Au contraire de Wolfgang Koch, à la diction parfaite, à la voix d’une belle couleur, au timbre velouté, mais aux graves problématiques dans Amfortas, un Amfortas peu concerné, peu engagé (il est vrai qu’avec une telle mise en scène…), et un Klingsor beaucoup plus présent, beaucoup mieux impliqué, au texte beaucoup mieux interprété (le rôle est aussi un peu plus aigu). Voilà quand même un bon Klingsor, qui fait plaisir à entendre (alors que je me plaignais hier de la rareté des Klingsor convaincants en entendant Wegner à Munich).
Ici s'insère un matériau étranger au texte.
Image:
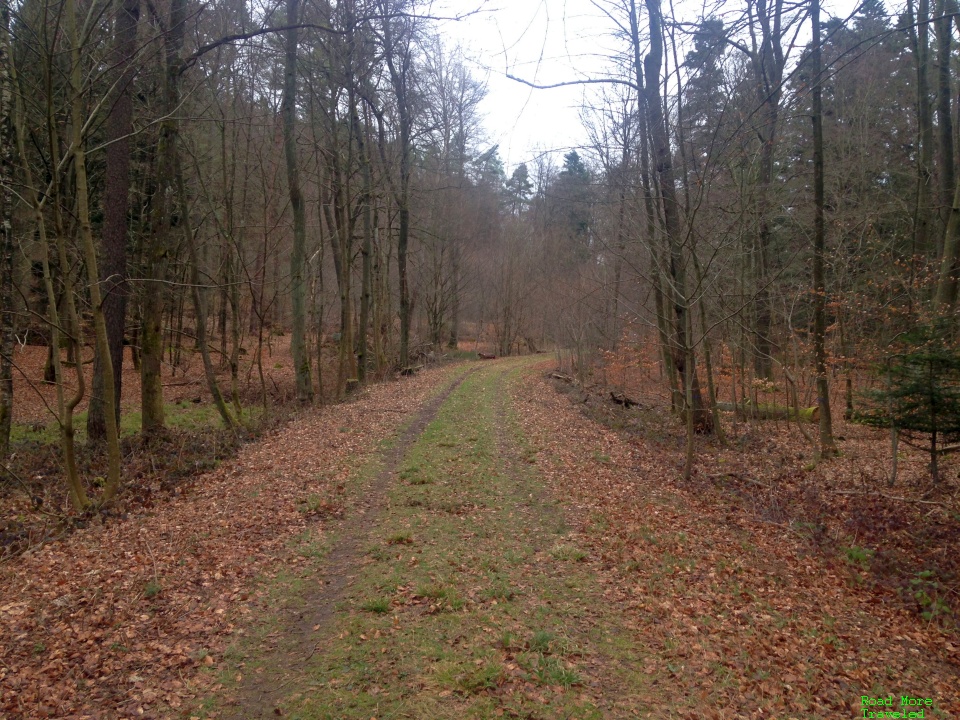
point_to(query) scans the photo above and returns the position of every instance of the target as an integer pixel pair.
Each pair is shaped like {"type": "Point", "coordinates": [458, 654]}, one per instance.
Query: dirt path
{"type": "Point", "coordinates": [315, 610]}
{"type": "Point", "coordinates": [519, 561]}
{"type": "Point", "coordinates": [469, 598]}
{"type": "Point", "coordinates": [464, 544]}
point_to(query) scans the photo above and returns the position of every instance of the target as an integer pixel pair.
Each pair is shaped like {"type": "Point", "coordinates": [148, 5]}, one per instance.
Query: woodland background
{"type": "Point", "coordinates": [763, 220]}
Ce Klingsor est accompagné d’un double, un personnage nain que d’aucuns ont identifié à sa virilité perdue que Kundry va égorger à la fin de l’acte 2…(hier à Salzbourg, l’imagination était au pouvoir: mais sous les pavés, on était loin loin de la plage!)

Wolfgang Koch, Klingsor ©Forster

Titurel sans reproche de Milcho Borovinov.
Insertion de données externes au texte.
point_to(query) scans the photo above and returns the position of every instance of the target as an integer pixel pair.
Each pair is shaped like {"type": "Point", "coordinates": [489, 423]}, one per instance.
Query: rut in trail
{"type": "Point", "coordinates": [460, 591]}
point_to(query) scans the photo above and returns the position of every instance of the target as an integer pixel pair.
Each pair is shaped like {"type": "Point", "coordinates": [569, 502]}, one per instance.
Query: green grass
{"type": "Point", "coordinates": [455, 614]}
Michaela Schuster ©Forster

Michaela Schuster avait ce soir des problèmes à l’aigu, très criés: les aigus de Kundry sont meurtriers. Mais malgré cela, c’est quand même de tous les protagonistes la plus dramatique, la plus concernée, la plus impliquée, la plus présente, et celle qui offre la vision la plus accomplie.
Quant à Johan Botha, la voix est là, claire, affirmée, avec une bonne diction, des aigus présents, sonnants , et donc un ensemble vocal très satisfaisant, si ce n’est que le personnage est totalement absent, des notes magnifiquement chantées, mais bien peu d’engagement, bien peu d’implication, et un comportement scénique totalement inexistant, ce qui gâche l’ensemble et en fait un Parsifal presque sans intérêt un Parsifal transparent, dans son costume un peu ridicule. Dommage.
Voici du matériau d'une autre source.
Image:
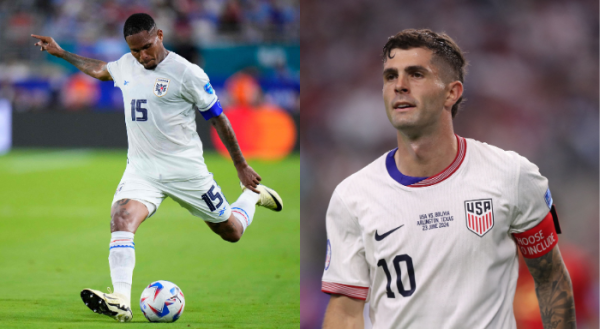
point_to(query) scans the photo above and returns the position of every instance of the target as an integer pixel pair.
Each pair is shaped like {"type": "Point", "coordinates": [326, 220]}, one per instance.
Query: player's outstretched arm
{"type": "Point", "coordinates": [247, 175]}
{"type": "Point", "coordinates": [344, 312]}
{"type": "Point", "coordinates": [92, 67]}
{"type": "Point", "coordinates": [553, 289]}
A cette distribution aux effets contrastés répond un chœur magnifique composé des chœurs du Semperoper de Dresde et de l’Opéra de Munich (surtout les hommes, tout à fait extraordinaires) et un orchestre discutable, non par la qualité intrinsèque de l’orchestre, mais par la manière dont il est conduit par Christian Thielemann.
Christian Thielemann propose une lecture éminemment analytique de la partition. Pas une note, pas un son qui n’échappe à un traitement isolé, particulier, pas un pupitre (notamment les bois) qui n’échappe à son regard acéré, avec une conséquence immédiate: l’orchestre doit être totalement parfait parce que chaque instrument isolé peut livrer quelque défaut, et une autre conséquence pour l’auditeur, celle d’une audition un peu fragmentée, sans legato, sans chaleur, et sans solution de continuité. C’est très marquant au premier acte, moins au deuxième, plus dramatique et plus présent. Au troisième acte la direction de Thielemann m’est apparue analytique comme au premier acte, mais en même temps plus dramatique: il reste que l’engagement n’a rien à voir avec ce que faisait Nagano la veille, notamment dans le prélude ou la Verwandlungsmusik du IIIème acte, stupéfiants à l’orchestre à Munich et ici plus distanciés et plus froids, une direction sous verre et non en prise directe avec le cœur et les émotions, mais une direction hautement pensée.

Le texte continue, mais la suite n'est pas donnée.